Skyfall has made waves since both locally and internationally since its 2014 completion, not just for being the first chalet to be built in the exclusive and historic resort of St Christoph for 50 years but also because it has broken with well established design tradition.
Whilst mountain architecture has moved on in the past couple of decades there has been a tendency for interior designers to cling to a clichéd mix of antler chandeliers and cowbells. Although Skyfall's façade was constructed in traditional chalet style, the interiors showcase a more novel, modern mix of contemporary art, furniture and lighting alongside more traditional rustic surfaces.
Dramatically lit walls of rough stone and wood re-purposed from century old farmhouses serve as a backdrop for an inordinate amount of fine detail, whether it be leather covered cupboard handles or moulded brass walls. There are also playful walls made out of wooden 'bricks' which are art installation like in their impact.
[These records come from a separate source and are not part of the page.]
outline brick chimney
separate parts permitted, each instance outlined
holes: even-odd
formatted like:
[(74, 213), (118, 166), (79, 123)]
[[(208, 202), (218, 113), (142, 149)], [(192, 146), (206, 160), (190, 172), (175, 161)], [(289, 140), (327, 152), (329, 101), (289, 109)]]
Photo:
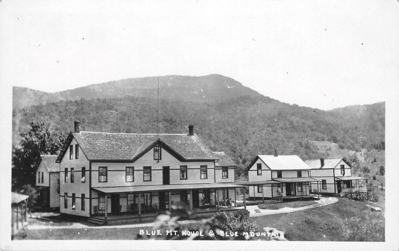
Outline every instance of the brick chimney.
[(79, 124), (80, 122), (79, 120), (75, 120), (73, 123), (75, 124), (75, 132), (79, 132), (80, 131), (79, 130)]
[(194, 126), (190, 125), (189, 126), (189, 136), (194, 135)]

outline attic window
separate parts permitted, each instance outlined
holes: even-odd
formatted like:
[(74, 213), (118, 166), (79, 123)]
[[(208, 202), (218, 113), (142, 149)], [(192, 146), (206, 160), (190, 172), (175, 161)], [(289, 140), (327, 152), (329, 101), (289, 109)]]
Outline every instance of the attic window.
[(159, 144), (157, 144), (154, 147), (154, 160), (161, 160), (162, 159), (161, 150), (162, 148)]

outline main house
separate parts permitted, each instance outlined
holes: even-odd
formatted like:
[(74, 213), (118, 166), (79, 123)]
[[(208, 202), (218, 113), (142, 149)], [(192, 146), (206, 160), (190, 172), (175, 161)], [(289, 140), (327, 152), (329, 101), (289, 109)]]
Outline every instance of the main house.
[(310, 168), (296, 155), (257, 155), (246, 169), (249, 197), (254, 200), (265, 198), (285, 198), (311, 197)]
[(59, 207), (59, 164), (58, 155), (40, 155), (36, 167), (38, 201), (47, 208)]
[[(321, 181), (321, 192), (323, 194), (343, 196), (367, 192), (368, 178), (352, 176), (353, 167), (345, 159), (322, 158), (308, 160), (305, 163), (311, 168), (311, 177)], [(313, 186), (316, 185), (313, 183)]]
[(235, 196), (236, 165), (188, 134), (83, 132), (78, 121), (58, 156), (60, 212), (140, 216), (171, 205), (217, 207)]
'My client was not looking for a traditional mountain look' says London based interior designer Sarah Tyser. 'He wanted his home to be dual purpose. Robust enough to survive rental clients but also to be warm, cosy and family friendly, as well as being modern and chic. The trick was to take rustic organic materials and juxtaposition them unaltered next to clean lined, delicate panelling and bespoke paint finishes. 'I collaborated with wonderfully skilled and diligent local artisans to meet my clients brief in spades'.